A uniquely English style
By the time the re-building programme at St.Wulfram's was ready
to tackle the great East window, the fashion of sinuous curves of
the Decorated period had given way to the uniquely English
Perpendicular style. This had swept the country and was to hold
sway in the land for over two centuries.
The Perpendicular style has advantages of ease of construction
and economy and it has been suggested that, following the scarcity
of labour following the Black Death of 1348, this would be a
powerful reason for adopting a style simpler than the
Decorated.
As the name Perpendicular suggests, vertical lines are
prominent. These appear as continuations of the mullions into the
tracery together with further mullions rising from the points of
the arches above the lights. Some of them continue the line right
up to the window arch. The result is to create half-lights in the
tracery, in effect doubling the number of the lights as in the
four-light window sketched below.
Horizontal lines, as well as the vertical, are an important
feature of the Perpendicular style.

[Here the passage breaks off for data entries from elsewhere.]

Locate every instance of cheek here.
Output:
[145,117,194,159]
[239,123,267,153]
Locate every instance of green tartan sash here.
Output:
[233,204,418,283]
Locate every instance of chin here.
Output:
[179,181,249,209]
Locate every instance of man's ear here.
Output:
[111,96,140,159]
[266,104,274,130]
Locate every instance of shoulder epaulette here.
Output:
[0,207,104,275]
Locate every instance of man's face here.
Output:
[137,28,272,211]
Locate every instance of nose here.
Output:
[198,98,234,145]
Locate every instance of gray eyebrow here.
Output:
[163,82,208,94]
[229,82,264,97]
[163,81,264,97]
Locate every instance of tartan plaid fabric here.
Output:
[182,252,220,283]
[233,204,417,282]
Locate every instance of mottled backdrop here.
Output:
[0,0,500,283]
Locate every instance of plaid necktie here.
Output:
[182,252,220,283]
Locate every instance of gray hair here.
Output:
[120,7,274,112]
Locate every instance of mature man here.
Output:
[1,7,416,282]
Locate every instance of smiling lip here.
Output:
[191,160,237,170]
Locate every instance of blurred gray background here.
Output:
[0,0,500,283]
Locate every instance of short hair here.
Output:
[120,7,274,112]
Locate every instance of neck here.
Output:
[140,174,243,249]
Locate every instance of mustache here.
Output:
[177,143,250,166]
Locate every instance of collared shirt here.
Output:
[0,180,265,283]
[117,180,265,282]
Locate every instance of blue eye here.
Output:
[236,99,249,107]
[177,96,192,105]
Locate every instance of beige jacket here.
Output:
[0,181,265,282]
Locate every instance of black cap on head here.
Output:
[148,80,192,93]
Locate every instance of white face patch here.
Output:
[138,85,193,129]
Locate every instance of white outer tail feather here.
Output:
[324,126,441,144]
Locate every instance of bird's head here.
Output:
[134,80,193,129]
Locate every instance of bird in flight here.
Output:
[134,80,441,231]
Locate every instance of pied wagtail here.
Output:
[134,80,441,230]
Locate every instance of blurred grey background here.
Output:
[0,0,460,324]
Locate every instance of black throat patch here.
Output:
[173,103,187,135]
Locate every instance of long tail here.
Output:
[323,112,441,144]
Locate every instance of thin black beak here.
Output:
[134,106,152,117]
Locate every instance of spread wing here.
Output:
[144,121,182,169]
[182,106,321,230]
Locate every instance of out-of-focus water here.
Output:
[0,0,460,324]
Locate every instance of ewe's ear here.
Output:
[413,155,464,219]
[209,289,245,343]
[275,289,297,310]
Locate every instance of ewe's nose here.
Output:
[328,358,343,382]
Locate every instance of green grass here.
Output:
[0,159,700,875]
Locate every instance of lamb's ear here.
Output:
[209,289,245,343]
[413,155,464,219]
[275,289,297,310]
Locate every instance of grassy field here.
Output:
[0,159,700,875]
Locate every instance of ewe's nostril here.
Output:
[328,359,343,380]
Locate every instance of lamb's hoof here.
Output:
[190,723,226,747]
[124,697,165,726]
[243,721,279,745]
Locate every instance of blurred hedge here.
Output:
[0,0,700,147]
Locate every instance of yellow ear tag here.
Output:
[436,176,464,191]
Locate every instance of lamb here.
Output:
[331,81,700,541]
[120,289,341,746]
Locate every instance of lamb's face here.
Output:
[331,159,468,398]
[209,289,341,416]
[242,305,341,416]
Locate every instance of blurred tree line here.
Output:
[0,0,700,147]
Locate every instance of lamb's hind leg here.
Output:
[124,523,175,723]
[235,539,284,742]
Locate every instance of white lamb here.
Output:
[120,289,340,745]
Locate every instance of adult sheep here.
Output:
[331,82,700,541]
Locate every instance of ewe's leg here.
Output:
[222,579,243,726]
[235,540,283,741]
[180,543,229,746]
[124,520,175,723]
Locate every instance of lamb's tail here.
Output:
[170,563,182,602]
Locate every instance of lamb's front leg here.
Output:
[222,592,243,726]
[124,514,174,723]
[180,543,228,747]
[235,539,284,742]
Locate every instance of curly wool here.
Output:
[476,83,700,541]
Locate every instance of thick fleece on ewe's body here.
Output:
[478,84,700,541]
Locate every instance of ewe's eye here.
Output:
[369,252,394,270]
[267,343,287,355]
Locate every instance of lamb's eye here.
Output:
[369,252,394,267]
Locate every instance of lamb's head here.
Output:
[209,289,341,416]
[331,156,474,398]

Horizontal tracery bars called
transoms may cut across the whole width of the window or, in the
tracery, tie together several mullions. These transoms serve to
divide up what might seem excessively tall lights or
half-lights.
Where horizontals and verticals occur together a grid is formed
and it is this feature of English Perpendicular which, for Pevsner,
"is really what distinguishes it from all its predecessors".